I've never had any luck with Node.js on Windows either. I'm not familiar with GDevelop, but if it supports building for Electron then that implies that it allows building for the web as well; Maybe you could do that instead for the time being?
Well it isn't really without the need for a web browser; Since Electron is at the core just a Chromium browser that always loads the same web page. Personally I'm against this idea since if the program already runs in a browser it simply adds extra steps for people who want to play it and it means the user doesn't get to choose what browser they use.
Have you considered making it a progressive web application (PWA)?
I've found that to be pretty straight forward (I don't know anything about GDevelop though).
It allows a game to run in the browser OR be installed (on both desktop and mobile) so that it runs in its own window, feels like a native application, and functions offline. You can also publish them on the Google Play store, and in fact a lot of well known apps are actually PWAs - Tinder, Instagram, Spotify, Uber...
You said you've exported a web version, so yes, it most likely should be possible, though it might take a while.
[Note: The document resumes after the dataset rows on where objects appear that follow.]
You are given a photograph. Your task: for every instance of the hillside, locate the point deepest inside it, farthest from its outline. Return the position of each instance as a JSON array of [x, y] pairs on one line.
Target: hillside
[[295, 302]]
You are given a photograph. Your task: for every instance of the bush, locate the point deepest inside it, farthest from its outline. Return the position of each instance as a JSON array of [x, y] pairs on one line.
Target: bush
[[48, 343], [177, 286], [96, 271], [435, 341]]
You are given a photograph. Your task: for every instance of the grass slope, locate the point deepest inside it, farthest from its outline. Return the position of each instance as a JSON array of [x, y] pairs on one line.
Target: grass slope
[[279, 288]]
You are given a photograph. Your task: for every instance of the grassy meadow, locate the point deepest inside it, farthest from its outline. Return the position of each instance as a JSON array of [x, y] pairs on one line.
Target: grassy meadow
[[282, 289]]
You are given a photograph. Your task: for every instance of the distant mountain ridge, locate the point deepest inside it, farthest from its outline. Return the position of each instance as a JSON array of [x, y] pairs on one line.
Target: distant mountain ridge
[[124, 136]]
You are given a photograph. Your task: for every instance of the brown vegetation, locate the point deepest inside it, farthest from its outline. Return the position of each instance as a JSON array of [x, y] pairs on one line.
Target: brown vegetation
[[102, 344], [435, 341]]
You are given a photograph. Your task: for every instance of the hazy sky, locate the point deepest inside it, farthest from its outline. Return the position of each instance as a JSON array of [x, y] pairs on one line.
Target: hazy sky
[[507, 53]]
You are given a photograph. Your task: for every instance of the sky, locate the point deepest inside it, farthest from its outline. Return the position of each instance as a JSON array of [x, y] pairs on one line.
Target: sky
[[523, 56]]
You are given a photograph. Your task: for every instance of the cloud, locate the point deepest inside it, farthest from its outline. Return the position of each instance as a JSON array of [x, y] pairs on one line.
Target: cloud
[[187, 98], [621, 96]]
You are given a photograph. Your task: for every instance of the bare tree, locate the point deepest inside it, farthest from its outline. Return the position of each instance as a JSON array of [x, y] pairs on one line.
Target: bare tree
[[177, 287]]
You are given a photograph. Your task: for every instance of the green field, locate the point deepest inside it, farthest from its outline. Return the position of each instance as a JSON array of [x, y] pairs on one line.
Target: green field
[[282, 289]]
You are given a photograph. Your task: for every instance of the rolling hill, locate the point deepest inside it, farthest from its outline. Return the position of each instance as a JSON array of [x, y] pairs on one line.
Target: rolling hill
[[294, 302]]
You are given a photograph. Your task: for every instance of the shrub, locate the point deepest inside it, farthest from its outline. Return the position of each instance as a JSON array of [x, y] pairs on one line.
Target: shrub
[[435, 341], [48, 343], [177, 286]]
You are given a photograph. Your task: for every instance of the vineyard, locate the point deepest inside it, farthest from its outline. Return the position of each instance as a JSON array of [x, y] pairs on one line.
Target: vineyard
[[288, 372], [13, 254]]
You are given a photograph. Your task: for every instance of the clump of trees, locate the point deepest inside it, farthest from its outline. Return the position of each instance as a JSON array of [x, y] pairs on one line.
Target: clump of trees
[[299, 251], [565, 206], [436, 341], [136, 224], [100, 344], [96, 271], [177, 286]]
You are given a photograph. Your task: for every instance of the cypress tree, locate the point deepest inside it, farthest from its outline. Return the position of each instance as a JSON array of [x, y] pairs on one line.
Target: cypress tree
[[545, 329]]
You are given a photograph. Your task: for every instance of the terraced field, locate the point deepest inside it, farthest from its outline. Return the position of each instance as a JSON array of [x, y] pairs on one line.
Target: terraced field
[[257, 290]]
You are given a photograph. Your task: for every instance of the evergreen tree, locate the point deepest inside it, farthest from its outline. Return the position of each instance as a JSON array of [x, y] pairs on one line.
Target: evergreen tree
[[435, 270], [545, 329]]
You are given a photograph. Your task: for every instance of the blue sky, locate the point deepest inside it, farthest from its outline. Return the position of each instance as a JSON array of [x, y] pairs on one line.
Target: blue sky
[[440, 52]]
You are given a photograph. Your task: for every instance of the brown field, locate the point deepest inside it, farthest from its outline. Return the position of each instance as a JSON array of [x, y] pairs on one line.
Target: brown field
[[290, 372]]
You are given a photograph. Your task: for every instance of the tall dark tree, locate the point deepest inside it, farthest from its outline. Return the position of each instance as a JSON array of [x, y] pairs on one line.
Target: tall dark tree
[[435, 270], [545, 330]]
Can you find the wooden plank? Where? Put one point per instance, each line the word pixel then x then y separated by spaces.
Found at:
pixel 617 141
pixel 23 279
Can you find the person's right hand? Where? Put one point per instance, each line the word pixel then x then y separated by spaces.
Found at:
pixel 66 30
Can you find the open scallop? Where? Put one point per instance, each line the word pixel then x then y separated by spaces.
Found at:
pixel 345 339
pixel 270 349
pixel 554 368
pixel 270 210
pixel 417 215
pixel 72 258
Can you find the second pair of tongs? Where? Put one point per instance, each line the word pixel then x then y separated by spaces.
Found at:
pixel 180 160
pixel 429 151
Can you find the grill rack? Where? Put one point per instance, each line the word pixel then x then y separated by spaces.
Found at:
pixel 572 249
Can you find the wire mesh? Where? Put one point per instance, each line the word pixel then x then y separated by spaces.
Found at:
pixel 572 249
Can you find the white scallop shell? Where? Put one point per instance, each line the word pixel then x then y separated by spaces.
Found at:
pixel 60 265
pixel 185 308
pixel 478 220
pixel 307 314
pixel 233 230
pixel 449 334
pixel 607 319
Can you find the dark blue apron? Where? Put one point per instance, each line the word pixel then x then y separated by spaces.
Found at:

You should just need to add a script and some meta tags to the HTML, and add a few other small files (a manifest, a service worker and some icons), and then you must host the file on a secure website (ie. https, not just http - getting that set up is actually the hardest part).
When I was doing it (not starting with a GDevelop app), the most helpful tutorials I found were these:
https://developer.mozilla.org/en-US/docs/Web/Progressive_web_apps/Installable_PW...
https://medium.com/james-johnson/a-simple-progressive-web-app-tutorial-f9708e5f2...
https://web.dev/offline-cookbook/
Anyway, I'm not saying it's definitely the way to go, but it might be worth looking into.